Are the shift operators (<<, >>) arithmetic or logical in C?

Question

In C, are the shift operators (<<, >>) arithmetic or logical?

Answer 1

GCC does

1. for -ve - > Arithmetic Shift

2. For +ve -> Logical Shift

Answer 2

When shifting left, there is no difference between arithmetic and logical shift. When shifting right, the type of shift depends on the type of the value being shifted.

(As background for those readers unfamiliar with the difference, a "logical" right shift by 1 bit shifts all the bits to the right and fills in the leftmost bit with a 0. An "arithmetic" shift leaves the original value in the leftmost bit. The difference becomes important when dealing with negative numbers.)

When shifting an unsigned value, the >> operator in C is a logical shift.

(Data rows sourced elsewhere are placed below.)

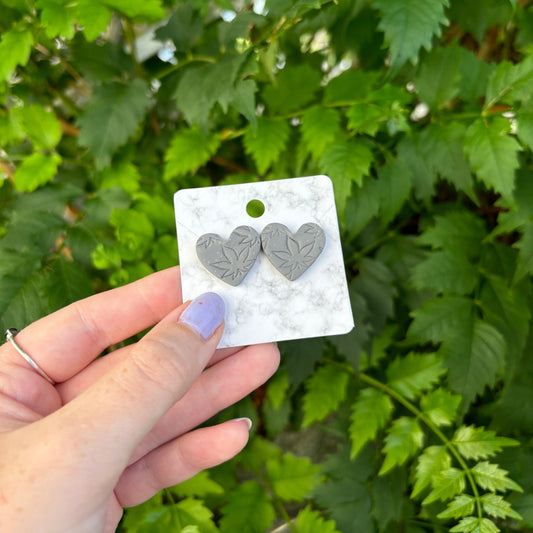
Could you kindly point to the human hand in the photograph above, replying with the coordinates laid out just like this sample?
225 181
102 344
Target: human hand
115 430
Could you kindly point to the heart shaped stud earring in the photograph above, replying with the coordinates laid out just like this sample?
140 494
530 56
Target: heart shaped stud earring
231 260
292 253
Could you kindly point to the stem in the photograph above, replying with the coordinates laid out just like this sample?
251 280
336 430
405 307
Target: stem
277 502
421 416
129 35
188 61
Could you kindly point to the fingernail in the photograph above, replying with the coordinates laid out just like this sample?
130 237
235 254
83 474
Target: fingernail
247 420
204 314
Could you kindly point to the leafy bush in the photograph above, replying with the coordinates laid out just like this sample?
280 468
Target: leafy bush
421 113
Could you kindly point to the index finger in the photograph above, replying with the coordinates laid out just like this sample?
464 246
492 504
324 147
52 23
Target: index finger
66 341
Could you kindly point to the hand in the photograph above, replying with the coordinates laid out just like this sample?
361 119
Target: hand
114 431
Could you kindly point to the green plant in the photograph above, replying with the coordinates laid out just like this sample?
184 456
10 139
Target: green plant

When shifting a signed value, the >> operator is an arithmetic shift.

For example, assuming a 32 bit machine:

signed int x1 = 5;
assert((x1 >> 1) == 2);
signed int x2 = -5;
assert((x2 >> 1) == -3);
unsigned int x3 = (unsigned int)-5;
assert((x3 >> 1) == 0x7FFFFFFD);

Answer 3

Here are functions to guarantee logical right shift and arithmetic right shift of an int in C:

int logicalRightShift(int x, int n) {
    return (unsigned)x >> n;
}
int arithmeticRightShift(int x, int n) {
    if (x < 0 && n > 0)
        return x >> n | ~(~0U >> n);
    else
        return x >> n;
}

Answer 4

When you do - left shift by 1 you multiply by 2 - right shift by 1 you divide by 2

 x = 5
 x >> 1
 x = 2 ( x=5/2)

 x = 5
 x << 1
 x = 10 (x=5*2)

Answer 5

Left shift <<

This is somehow easy and whenever you use the shift operator, it is always a bit-wise operation, so we can't use it with a double and float operation. Whenever we left shift one zero, it is always added to the least significant bit (LSB).

But in right shift >> we have to follow one additional rule and that rule is called "sign bit copy". Meaning of "sign bit copy" is if the most significant bit (MSB) is set then after a right shift again the MSB will be set if it was reset then it is again reset, means if the previous value was zero then after shifting again, the bit is zero if the previous bit was one then after the shift it is again one. This rule is not applicable for a left shift.

The most important example on right shift if you shift any negative number to right shift, then after some shifting the value finally reach to zero and then after this if shift this -1 any number of times the value will remain same. Please check.

Answer 6

gcc will typically use logical shifts on unsigned variables and for left-shifts on signed variables. The arithmetic right shift is the truly important one because it will sign extend the variable.

gcc will will use this when applicable, as other compilers are likely to do.